Medicare Compliance & Reimbursement

Medicare Reform:

MANY ISSUES STILL UNRESOLVED WITH TIME RUNNING OUT

Final bill looking increasingly unlikely. 

Congressional Medicare negotiators are not giving up, but the odds seem relatively long against a conference report emerging, and even longer against any report passing in both the House and Senate.

For the first time last week, conferees who have been relentlessly optimistic in their public comments sounded pessimistic notes. The negotiators might "agree to disagree," conference chair Bill Thomas (R-CA) told reporters Nov. 4.

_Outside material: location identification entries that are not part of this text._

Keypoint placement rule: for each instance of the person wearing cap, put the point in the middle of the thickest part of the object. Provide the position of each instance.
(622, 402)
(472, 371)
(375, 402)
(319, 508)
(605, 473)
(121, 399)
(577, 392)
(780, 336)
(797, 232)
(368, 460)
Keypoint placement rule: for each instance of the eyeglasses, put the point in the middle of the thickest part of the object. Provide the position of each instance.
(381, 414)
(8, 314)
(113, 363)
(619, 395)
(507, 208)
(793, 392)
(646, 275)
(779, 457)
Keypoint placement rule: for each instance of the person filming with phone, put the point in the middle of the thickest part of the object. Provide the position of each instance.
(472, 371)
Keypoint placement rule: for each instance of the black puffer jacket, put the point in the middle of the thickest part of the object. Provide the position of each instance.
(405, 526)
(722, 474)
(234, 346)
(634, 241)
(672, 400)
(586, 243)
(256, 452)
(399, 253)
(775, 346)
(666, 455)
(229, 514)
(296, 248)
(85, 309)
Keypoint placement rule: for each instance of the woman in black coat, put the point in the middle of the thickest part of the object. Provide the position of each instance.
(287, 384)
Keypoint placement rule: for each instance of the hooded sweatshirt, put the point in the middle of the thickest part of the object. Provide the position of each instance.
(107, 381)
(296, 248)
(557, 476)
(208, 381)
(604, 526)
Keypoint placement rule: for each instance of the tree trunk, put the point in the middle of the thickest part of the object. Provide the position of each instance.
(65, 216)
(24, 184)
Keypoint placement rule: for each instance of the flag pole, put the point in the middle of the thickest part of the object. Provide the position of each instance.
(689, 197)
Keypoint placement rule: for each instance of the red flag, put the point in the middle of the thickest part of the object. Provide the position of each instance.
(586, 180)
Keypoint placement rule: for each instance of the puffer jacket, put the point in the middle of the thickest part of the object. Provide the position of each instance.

The conference remains deadlocked on huge issues like premium support - the House plan that would put traditional Medicare into direct competition with private plans - and health savings accounts, another House provision which would expand and make permanent the existing Medical Savings Account demonstration program. Whether and to what extent Americans should be allowed to buy less expensive Food and Drug Administration-approved drugs from abroad is another huge unresolved issue.

House Republican Whip Roy Blunt (MO) said Nov. 6 said the conferees should aim for only a simple-majority in the Senate, not a filibuster-proof 60 votes, because a bill that could get 60 votes in the Senate could not get a majority in the House, according to the New York Times.

Blunt said he did not believe Senate Democrats would filibuster a Medicare drug benefit, but Democrats in the upper chamber have been showing every sign of being ready to prove Blunt wrong, even accounting for normal rhetorical excess. Moreover, several moderate Senate Republicans would be doubtful votes for legislation tilted too much towards the House.

Another contentious issue is the Republican push for a Medicare cost-containment mechanism, something that conservatives are likely to insist on with particular fervor if premium support is watered down or absent in any final agreement.

According to the liberal-leaning Center on Budget and Policy Priorities, Sen. Don Nickles (R-OK) is pushing a mechanism, reportedly with administration backing, that would kick in whenever the Medicare trustees projected that general revenues would exceed 45 percent of overall Medicare costs in any two consecutive years over the next seven years. When the mechanism was triggered, the president would be required to propose a way to get back under the 45 percent threshold, and a Senate rule would automatically take effect barring any improvements in Medicare benefits or reimbursements that were not fully offset by Medicare cuts.

CBPP projects in a Nov. 5 paper that the 45-percent threshold would be breached sometime in the 2015-2020 period - pulling the Nickles trigger sometime around 2010. The group said the threshold would be breached every year thereafter without radical changes in Medicare, because spending for physician services, outpatient treatment, and prescription drugs - the parts of Medicare that are or would be paid for by general revenues - are rising faster than hospital costs, which are paid for through a dedicated payroll tax.

In a Nov. 6 briefing, CBPP executive director Robert Greenstein said the Nickles trigger would penalize the growing movement away from hospitalization and towards outpatient and drug therapies, which are often less costly and better for the patient. The trigger's structure would also push Medicare financing towards a flat payroll tax and away from a progressive income tax.

Greenstein said a case could be made for a different cost cost-containment mechanism that would kick in based on overall Medicare spending as a percentage of the federal budget or of the gross domestic product, but he said any trigger should apply to other entitlements and tax cuts, not just Medicare.

Senate Majority Leader Bill Frist (R-TN) has said Congress would adjourn for the year on Nov. 21, so time appears to be short for an agreement.